The pollution levels started to rise at the very end of the year, with November being the month where a clear elevation made itself visible. October came in with a reading of 9 μg/m³, putting it within the WHO's target goal, whilst the following month of November came in at 10.1 μg/m³, and then a further 10.4 μg/m³ in December. Whilst these are not massive jumps in pollution, as are sometimes witnessed in other countries, they still represent a higher reading of pollution, and continue on into the following year. January showed a somewhat lower reading despite the polluted end of year months preceding it, with a reading of 9.5 μg/m³.
This however was followed by the two most polluted months of the year, February and March, which came in with PM2.5 readings of 13.8 μg/m³ and 14.2 μg/m³ respectively. These numbers were high enough to place them in the ‘moderate’ ratings bracket, the only two months of the year to do so, a less than appreciable ratings group that requires a PM2.5 reading of 12.1 to 35.4 μg/m³ for classification. So, in closing, the period of highest pollution levels in Montreal were from November through to March of the following year, with February and March being the most polluted during this period.
In contrast to the previous question, as mentioned, Montreal starts to show its better air quality after the more polluted cold months, which typically come to a close in March. From then on follows the period of time that the air is at its cleanest, free from a large amount of haze, smog and fumes that would permeate the air during the most polluted months. April through to October had the best quality of air, with the exception of July which came in with an anomalous reading of 12 μg/m³.
The months that had the absolute cleanest air during this period were April and May, which came in with PM2.5 readings of 7.9 μg/m³ and 7.8 μg/m³ respectively, making May the cleanest months of the entire year.
With its year round clean air average, those living in Montreal are subject to breathing good, pollution free air. However as mentioned, with certain months being more polluted as well as certain zones such as high traffic areas or for people living in the vicinity of factories or industrial zones, there may be some health consequences. These would include respiratory ailments such as pneumonia, bronchitis, emphysema and asthma occurring, as well as rapid aging and scarring of the lung tissue, if enough particulate matter is inhaled.

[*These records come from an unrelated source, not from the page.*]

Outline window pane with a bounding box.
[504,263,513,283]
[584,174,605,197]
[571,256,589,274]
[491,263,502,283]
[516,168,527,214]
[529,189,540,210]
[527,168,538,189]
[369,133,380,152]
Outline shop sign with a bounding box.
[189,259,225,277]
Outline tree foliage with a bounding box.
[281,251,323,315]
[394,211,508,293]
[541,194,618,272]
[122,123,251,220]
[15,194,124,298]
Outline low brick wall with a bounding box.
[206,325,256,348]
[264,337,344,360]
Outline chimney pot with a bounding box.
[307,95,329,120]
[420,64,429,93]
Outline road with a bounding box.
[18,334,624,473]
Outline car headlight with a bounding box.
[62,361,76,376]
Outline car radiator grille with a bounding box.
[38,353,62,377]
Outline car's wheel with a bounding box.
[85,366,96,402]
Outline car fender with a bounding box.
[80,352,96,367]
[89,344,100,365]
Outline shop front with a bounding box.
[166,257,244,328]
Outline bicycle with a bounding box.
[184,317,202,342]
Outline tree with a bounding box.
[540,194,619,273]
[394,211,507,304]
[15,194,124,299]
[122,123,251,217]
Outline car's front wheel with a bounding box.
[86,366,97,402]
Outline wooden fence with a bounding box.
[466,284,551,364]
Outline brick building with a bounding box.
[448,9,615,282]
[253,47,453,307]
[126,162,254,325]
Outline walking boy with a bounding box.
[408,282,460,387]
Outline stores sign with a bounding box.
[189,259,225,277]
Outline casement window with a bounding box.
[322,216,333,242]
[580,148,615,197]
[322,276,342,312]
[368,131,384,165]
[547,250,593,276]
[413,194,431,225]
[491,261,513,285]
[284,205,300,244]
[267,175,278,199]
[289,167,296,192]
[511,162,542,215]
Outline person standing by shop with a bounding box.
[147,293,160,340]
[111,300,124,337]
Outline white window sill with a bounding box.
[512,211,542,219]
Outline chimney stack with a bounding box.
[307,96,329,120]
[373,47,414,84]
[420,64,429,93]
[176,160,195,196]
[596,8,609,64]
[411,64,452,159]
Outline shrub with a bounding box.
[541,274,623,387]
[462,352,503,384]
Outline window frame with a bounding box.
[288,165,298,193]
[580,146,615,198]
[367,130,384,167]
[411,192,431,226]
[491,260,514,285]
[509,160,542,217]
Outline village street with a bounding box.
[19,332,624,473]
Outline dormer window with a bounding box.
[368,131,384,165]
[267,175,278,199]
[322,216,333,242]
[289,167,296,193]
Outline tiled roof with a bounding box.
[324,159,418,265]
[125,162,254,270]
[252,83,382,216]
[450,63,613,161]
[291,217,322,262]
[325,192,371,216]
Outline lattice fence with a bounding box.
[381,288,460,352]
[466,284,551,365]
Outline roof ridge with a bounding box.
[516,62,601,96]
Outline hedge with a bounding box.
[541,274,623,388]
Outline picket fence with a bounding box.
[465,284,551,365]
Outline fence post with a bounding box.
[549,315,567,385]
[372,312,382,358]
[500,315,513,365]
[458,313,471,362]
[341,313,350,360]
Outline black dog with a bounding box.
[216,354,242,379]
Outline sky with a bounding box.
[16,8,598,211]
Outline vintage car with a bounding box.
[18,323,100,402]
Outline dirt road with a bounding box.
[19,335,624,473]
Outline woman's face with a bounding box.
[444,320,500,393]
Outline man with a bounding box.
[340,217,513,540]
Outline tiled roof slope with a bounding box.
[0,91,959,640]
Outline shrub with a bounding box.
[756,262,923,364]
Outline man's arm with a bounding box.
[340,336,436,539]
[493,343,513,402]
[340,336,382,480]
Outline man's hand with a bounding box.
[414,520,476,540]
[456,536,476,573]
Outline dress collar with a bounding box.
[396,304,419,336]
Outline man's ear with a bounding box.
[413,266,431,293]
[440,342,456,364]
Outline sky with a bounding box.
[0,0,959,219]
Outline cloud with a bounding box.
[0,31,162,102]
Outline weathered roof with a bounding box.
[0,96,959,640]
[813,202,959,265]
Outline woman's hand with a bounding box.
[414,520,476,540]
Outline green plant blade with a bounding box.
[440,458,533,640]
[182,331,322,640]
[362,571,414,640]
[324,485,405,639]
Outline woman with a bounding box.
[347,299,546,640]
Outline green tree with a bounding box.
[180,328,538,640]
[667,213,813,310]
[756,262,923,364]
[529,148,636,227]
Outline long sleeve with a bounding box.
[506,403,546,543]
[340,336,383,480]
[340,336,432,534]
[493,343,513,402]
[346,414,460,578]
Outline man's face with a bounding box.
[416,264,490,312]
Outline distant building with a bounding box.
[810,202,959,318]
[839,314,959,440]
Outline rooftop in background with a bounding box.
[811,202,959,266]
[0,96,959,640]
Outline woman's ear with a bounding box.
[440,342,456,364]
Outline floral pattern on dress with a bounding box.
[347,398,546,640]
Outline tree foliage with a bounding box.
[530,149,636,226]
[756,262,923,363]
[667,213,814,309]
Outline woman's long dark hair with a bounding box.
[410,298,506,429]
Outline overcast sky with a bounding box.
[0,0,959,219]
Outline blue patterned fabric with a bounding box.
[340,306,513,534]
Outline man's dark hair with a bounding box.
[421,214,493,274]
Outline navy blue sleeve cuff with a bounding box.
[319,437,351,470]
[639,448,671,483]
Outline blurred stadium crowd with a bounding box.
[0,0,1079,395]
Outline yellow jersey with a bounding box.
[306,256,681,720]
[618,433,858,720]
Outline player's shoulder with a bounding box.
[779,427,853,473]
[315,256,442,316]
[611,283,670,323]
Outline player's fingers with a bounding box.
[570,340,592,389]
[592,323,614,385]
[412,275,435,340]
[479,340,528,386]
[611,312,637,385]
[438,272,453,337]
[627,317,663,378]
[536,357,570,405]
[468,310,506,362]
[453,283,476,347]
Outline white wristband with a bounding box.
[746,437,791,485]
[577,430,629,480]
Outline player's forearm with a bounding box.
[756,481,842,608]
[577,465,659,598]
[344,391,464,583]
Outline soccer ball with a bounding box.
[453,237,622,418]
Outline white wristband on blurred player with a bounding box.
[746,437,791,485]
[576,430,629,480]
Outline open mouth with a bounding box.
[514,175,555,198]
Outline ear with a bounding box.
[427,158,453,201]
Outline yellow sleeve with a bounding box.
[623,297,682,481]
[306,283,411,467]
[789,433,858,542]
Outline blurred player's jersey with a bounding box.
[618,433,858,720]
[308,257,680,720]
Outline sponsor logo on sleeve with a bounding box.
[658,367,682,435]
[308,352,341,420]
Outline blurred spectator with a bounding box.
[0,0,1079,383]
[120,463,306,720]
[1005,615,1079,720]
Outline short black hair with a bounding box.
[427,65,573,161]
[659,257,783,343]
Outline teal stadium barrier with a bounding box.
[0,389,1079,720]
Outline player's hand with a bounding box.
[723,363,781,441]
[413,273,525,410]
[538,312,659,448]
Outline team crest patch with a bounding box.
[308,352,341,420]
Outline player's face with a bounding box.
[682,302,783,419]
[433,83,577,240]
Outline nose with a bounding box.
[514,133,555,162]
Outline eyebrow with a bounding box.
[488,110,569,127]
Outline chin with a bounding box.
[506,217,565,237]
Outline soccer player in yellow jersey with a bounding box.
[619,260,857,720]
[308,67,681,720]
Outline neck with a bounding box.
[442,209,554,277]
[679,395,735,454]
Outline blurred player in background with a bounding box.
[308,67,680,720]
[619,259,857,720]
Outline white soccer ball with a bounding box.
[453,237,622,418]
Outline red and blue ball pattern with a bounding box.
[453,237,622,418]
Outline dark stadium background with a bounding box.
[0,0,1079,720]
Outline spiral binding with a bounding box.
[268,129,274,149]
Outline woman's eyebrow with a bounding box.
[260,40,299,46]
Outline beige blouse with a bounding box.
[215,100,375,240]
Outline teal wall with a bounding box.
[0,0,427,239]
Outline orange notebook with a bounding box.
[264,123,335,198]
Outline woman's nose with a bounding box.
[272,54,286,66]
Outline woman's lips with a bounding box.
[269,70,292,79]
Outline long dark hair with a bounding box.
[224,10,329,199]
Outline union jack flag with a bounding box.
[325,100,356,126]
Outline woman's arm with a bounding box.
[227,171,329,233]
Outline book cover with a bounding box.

Pregnant mothers are particularly at risk as well, with chances of women exposed suffering from unwanted effects such as higher chances of miscarriage, babies born prematurely or with a low birth weight, and as such the infant mortality rate would be higher. So, whilst there is not an overt danger that comes with breathing the air in Montreal for most of the year, there are certain months and areas that would cause an increase in illnesses or adverse effects occurring.